Detention warrants have been issued for 121 people in the central Turkish provinces of Kayseri and Konya over their alleged links to Turkey’s Gülen group, accused by the Turkish government of orchestrating a failed coup attempt last July, the Milliyet daily reported on Tuesday.
According to the report, 100 people in Kayseri, 64 of whom have been detained, are accused of using a smart phone application called ByLock, in an investigation overseen by the Kayseri Chief Public Prosecutor’s Office.
ByLock is believed to be the main communication tool among Gülenists.
In Konya, detention warrants have been issued for 21 military officers at the 3rd Main Jet Airbase as part of an investigation into alleged Gülenists.
Two captains and 19 lieutenants, 14 of whom have been detained, are accused of “violating the Constitution, attempting to prevent legislative bodies from performing their duties, rebelling against the government and membership in an armed terrorist organization.”

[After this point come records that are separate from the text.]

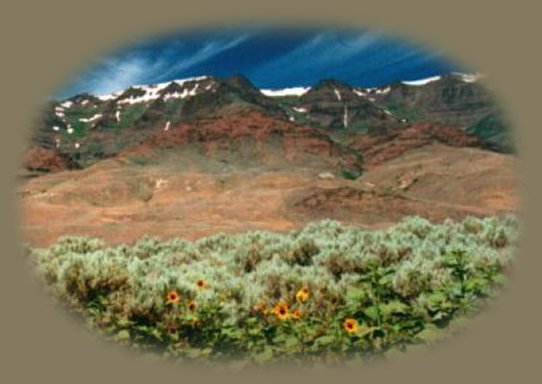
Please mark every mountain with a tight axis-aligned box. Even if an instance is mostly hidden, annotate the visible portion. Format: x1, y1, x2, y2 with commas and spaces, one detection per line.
282, 79, 403, 132
25, 74, 512, 171
360, 73, 497, 129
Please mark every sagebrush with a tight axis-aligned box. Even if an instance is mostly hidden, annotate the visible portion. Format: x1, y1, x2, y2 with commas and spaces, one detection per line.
28, 216, 518, 362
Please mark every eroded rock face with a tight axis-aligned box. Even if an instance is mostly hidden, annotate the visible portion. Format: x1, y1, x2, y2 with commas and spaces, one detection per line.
351, 122, 482, 168
133, 108, 363, 173
23, 147, 76, 172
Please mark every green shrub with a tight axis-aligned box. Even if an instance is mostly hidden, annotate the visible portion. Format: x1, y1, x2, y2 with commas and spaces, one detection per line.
30, 216, 518, 363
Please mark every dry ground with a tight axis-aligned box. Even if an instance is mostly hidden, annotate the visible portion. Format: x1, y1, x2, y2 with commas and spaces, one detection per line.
19, 144, 518, 246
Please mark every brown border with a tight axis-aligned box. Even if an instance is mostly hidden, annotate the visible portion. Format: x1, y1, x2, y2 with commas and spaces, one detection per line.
0, 0, 542, 383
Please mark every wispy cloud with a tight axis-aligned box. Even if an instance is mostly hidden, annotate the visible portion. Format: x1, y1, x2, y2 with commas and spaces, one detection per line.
260, 32, 380, 78
154, 33, 251, 79
62, 33, 251, 94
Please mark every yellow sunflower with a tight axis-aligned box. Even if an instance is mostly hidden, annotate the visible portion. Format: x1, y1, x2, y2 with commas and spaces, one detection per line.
166, 290, 181, 304
343, 319, 359, 334
186, 300, 197, 312
274, 303, 290, 320
295, 288, 309, 301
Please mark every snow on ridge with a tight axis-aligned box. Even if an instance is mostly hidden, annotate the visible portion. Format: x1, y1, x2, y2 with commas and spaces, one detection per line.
452, 72, 482, 83
260, 87, 311, 97
96, 76, 209, 104
79, 113, 102, 123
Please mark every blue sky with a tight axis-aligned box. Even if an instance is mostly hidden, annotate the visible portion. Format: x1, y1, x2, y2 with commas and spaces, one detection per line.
56, 28, 465, 98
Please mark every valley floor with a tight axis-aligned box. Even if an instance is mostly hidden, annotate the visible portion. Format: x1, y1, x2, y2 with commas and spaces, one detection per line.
19, 145, 518, 246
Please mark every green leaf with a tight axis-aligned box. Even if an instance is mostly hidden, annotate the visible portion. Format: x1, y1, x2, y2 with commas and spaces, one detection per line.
115, 329, 130, 341
363, 305, 379, 320
380, 300, 409, 316
345, 288, 365, 303
254, 347, 273, 364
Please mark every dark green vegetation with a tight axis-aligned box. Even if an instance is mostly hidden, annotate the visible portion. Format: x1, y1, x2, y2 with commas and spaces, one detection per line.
28, 216, 518, 363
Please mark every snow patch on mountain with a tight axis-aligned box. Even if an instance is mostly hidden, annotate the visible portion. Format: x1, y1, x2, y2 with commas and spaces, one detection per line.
401, 76, 442, 86
260, 87, 311, 97
79, 113, 102, 123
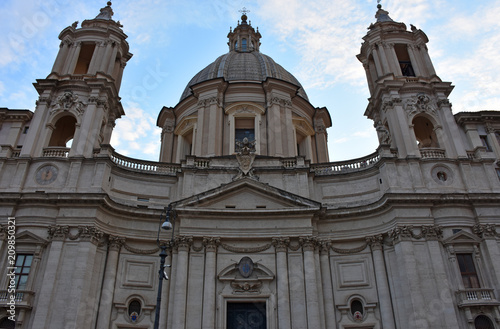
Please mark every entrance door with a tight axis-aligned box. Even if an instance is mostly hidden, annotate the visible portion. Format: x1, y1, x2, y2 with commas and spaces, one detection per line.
227, 302, 267, 329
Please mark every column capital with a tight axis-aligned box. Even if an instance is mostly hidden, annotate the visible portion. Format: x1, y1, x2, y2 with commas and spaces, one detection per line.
108, 235, 125, 251
272, 238, 290, 252
365, 234, 384, 250
299, 236, 318, 251
47, 225, 69, 241
472, 224, 497, 239
203, 237, 220, 252
174, 235, 193, 251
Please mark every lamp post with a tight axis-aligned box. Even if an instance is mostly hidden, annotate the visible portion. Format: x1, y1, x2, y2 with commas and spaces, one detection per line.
154, 204, 174, 329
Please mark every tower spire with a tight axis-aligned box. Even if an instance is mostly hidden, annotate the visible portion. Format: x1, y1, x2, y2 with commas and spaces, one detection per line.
95, 1, 114, 20
375, 0, 394, 23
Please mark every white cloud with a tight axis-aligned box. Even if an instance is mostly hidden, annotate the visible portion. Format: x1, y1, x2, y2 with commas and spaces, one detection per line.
111, 103, 160, 160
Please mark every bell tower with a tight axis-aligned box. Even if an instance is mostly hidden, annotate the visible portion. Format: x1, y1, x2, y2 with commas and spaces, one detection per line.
358, 4, 467, 158
21, 2, 132, 158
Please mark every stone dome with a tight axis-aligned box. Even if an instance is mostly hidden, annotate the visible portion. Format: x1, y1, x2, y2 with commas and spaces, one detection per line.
180, 11, 309, 101
180, 50, 309, 101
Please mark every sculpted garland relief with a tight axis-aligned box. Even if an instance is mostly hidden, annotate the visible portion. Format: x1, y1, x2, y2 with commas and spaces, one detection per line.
404, 94, 436, 119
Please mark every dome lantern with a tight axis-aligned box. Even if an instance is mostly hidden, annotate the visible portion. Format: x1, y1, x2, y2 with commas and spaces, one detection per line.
227, 7, 262, 52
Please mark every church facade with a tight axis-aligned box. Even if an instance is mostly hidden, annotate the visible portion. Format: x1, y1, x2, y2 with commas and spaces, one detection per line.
0, 3, 500, 329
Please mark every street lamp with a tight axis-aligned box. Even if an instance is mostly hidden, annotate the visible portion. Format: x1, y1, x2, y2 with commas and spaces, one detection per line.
154, 204, 174, 329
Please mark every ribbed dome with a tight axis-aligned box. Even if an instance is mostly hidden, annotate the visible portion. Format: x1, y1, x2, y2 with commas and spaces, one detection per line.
180, 50, 309, 101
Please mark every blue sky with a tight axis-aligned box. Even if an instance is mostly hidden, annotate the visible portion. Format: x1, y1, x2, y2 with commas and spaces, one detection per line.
0, 0, 500, 161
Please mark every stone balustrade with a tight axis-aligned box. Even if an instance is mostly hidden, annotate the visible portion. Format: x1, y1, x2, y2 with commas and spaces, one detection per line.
110, 152, 181, 175
457, 288, 500, 307
42, 146, 69, 158
0, 290, 35, 308
420, 148, 446, 159
311, 152, 380, 175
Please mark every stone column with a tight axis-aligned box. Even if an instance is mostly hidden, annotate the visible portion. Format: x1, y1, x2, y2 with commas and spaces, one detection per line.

The Ankara Chief Public Prosecutor’s Office also issued detention warrants on Tuesday for 31 Ankara University staff members over ByLock use.
Tens of thousands of civil servants, police officers and businessmen have either been dismissed or arrested for using ByLock since the failed coup attempt.
The military coup attempt on July 15 killed over 240 people and wounded more than a thousand others. Immediately after the putsch, the Justice and Development Party (AKP) government along with President Recep Tayyip Erdoğan pinned the blame on the Gülen group.
The group denies any involvement.
According to a report by the state-run Anadolu news agency on May 28, 154,694 individuals have been detained and 50,136 have been jailed due to alleged Gülen links since the failed coup attempt.